А.М.: Да ерунда, приведелось, наверное. Это ж было в момент переноса - там такие энергии плясали... или статика какая от лееров?
С.В.: По моему, ты неправ. Советую крепко подумать - а вдруг?
А.М.: Да чего тут думать? Трясти надо! В смысле - пущай Валентин разбирается, а уж там...
С.В.: Ладно, дело ваше. Думаешь, он справится?
А.М.: Кто его знает? Он электронщик, в хронофизике разбирается, как свинья в апельсинах. Правда, вчера закончил расшифровку данных с приборов и выдал расклад по этим... как ты их назвал?
С.В.: Кого?
А.М.: Попаданцев из шестнадцатого.
С.В.: Попутчики?
А.М.: Да, они. Кстати, ты знаешь, что была еще и подводная лодка? Немецкая, мы ее нашли - выбросилась на турецкий берег и почему-то сгорела.
С.В.: Да ладно? Вот ни (зачеркнуто) же себе! А я думал, мне Эссен (зачеркнуто) про торпеду.
А.М.: Про какую торпеду?
С.В.: Забей. Так что там за расклад?
А.М.: А то, что твоей группой дело могло и не ограничиться. Говорит - приборы зафиксировали другой перенос, по массе примерно как «Адамант» с вашими тремя посудинами и субмариной.
С.В.: Так это ж...
А.М.: Во-во. Я тоже так подумал. Противолодочник плюс БДК со всем фаршем.
С.В.: Так они что, тоже здесь?
А.М.: Нет их тут. Мы эфир все время слушаем. Кроме вас - никого.
С.В.: Тогда я не понял...
А.М.: Да и мы не очень поняли.

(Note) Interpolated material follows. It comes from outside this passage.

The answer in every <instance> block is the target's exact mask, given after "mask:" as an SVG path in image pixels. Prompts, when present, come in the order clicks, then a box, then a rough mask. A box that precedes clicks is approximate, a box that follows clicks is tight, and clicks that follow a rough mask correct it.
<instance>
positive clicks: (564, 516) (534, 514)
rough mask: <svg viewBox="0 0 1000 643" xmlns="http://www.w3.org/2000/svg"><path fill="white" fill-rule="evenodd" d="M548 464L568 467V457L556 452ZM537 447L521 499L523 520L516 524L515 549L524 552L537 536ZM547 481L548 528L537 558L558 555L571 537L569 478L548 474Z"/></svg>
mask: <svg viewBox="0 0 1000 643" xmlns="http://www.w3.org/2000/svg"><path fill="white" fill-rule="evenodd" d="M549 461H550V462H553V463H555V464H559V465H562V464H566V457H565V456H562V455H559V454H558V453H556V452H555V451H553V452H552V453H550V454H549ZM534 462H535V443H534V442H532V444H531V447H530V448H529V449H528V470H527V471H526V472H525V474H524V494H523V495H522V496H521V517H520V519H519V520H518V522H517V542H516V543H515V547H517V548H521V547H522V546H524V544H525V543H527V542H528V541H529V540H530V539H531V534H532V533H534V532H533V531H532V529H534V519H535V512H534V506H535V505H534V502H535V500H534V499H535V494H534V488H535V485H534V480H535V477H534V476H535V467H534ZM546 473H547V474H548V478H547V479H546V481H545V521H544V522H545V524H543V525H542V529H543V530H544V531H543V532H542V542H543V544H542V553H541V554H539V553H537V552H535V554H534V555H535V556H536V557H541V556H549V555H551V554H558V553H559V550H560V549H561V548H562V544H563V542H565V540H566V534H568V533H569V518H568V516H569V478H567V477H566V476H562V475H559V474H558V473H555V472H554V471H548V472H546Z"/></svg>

А Валя зуб дает, что перенос был.
С.В.: Может, и был. Только нам-то с того что за навар? Сам говоришь, здесь их нет.
А.М.: Выходит, нет.
С.В.: Вот и давай тогда по тому, что есть. А что с Белых?
А.М.: (смеется) Решил поиграть в капитана Блада. Что он удумал с пароходом - не поверишь! Я, как услышал, полчаса икал!
С.В.: Интересно. Слушай, меня тут зовут, давай в другой раз?
А.М.: Ну, давай, до связи.
С.В.: До связи. Завтра, в то же время?
А.М.: Лады. Да, Кремень просит данные по плацдарму.
С.В.: Помню-помню, все будет. Отбой.
(конец документа)
ГЛАВА ПЯТАЯ
I
16-е сентября 1854 г.
Гидрокрейсер «Алмаз»
лейтенант Реймонд фон Эссен
- Ну и кто вы есть после этого? Армеуты, папуасы, колец в носах не хватает! Ну ладно, дома безобразили - могу понять, хотя тоже свинячество. Но здесь-то, перед предками - как вам только не совестно? Вот ты, Кобылин, скажи - как тебя, храпоидола, после такого земля носит?
Летнаб, переминался с ноги на ногу. Он старался изобразить крайнюю степень раскаяния, но безуспешно - мешала скошенная на сторону физиономия. Глаз затек, почернел, нос увеличился по крайней мере, вдвое, бровь, залепленная пластырем, набрякла над почерневшим веком. Правую руку, с разбитыми костяшками и опухшим запястьем, Кобылин держал на отлете.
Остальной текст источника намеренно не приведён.